Because the county has no public pool, those who want to enjoy the water must travel to Vint Hill Farms Station, where the public can use the Army base pool on a limited basis, or join one of the area’s members-only swim clubs, where fees can range from $125 to $7,500.
“I would like to see more availability,” says Tina Ross, a member of the Fauquier Alliance for Recreation, a non-profit group of more than 500 county residents raising funds for public recreation center with a pool.
FARE’s effort to build a public pool appears stalled, but Mrs. Ross says the group sees hopeful signs on the horizon.
Officials at Lord Fairfax Community College announced last month that they hope to acquire 50 acres at Corral Farm to expand the Fauquier campus. FARE members and LFCC officials have discussed the possibility of building a public pool on the site, Mrs. Ross says.
Brittle new advocate for gifted students
Nancy Brittle calls it “a chance to be the guide on the side rather than the sage on the stage.”
The county school system’s new gifted and talented coordinator may be moving to the central office, but she hopes her new job brings her closer to fellow teachers and gifted students.
“Gifted and talented students are a little different,” Ms. Brittle said last week. “I’m out there as an advocate for those kids.”
The Remington native has taught English and art heritage at Fauquier High School for the past nine years and has 20 years of teaching experience, including a stint as an elementary teacher in Spotsylvania County.
Liberty needs more seniors
Unless interest increases, there will be no senior class at Liberty High School in 1994-95.
The school board in April voted to establish a senior class at the new Bealeton school, provided 120 rising juniors living in the Liberty attendance zone and their parents sign consent forms by Aug. 31. School officials said they need a class of at least 120 to justify staffing the school with senior-level teachers.
But, as of Tuesday, only 72 prospective seniors and their parents had signed consent forms, according to Director of Administrative Services Butch Farley.
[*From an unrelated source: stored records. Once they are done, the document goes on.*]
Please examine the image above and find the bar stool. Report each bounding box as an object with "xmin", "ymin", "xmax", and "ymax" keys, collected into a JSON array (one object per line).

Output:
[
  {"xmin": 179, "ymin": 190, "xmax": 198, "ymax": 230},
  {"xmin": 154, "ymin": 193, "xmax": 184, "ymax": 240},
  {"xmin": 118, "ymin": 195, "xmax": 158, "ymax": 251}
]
Board voices concerns on trail grant request
A plan to convert the abandoned railroad spur in Warrenton into a “hike and bike” trail hit a few snags this week.
Fauquier Parks and Recreation Director Larry Miller asked the board of supervisors Tuesday to back an application for a $387,000 federal grant to help build the trail.
But, the board postponed a decision until July 20 because of funding and financial question, which Miller hopes to resolve in the next couple of weeks.
The proposed 1.3-mile trail would connect an area near The Depot restaurant on South Third Street to the Eastern Bypass overpass.
Miller said the project would cost about $817,000. Of that sum, $429,000 (53 percent) would come from local sources.
Prepare for Next Year’s Gypsy Moths
Now is the time for neighbors to organize and register for the 1994 Landowner Gypsy Moth Suppression Program. Treatment proposals are due August 15.
Those interested in purchasing treatment are requested to select a representative to contact the Gypsy Moth Office. Fauquier County will include 20 spray “blocks” in its landowner cooperative program. Larger blocks with more people will be given priority over smaller and sparsely inhabited blocks. Proposed areas must have a gypsy moth problem as indicated by egg mass surveys.
The Gypsy Moth Office recommends that “blocks” include 100 to 1,000 wooded acres. Treatments are expected to cost $8 per acre. Spraying is conducted in early May.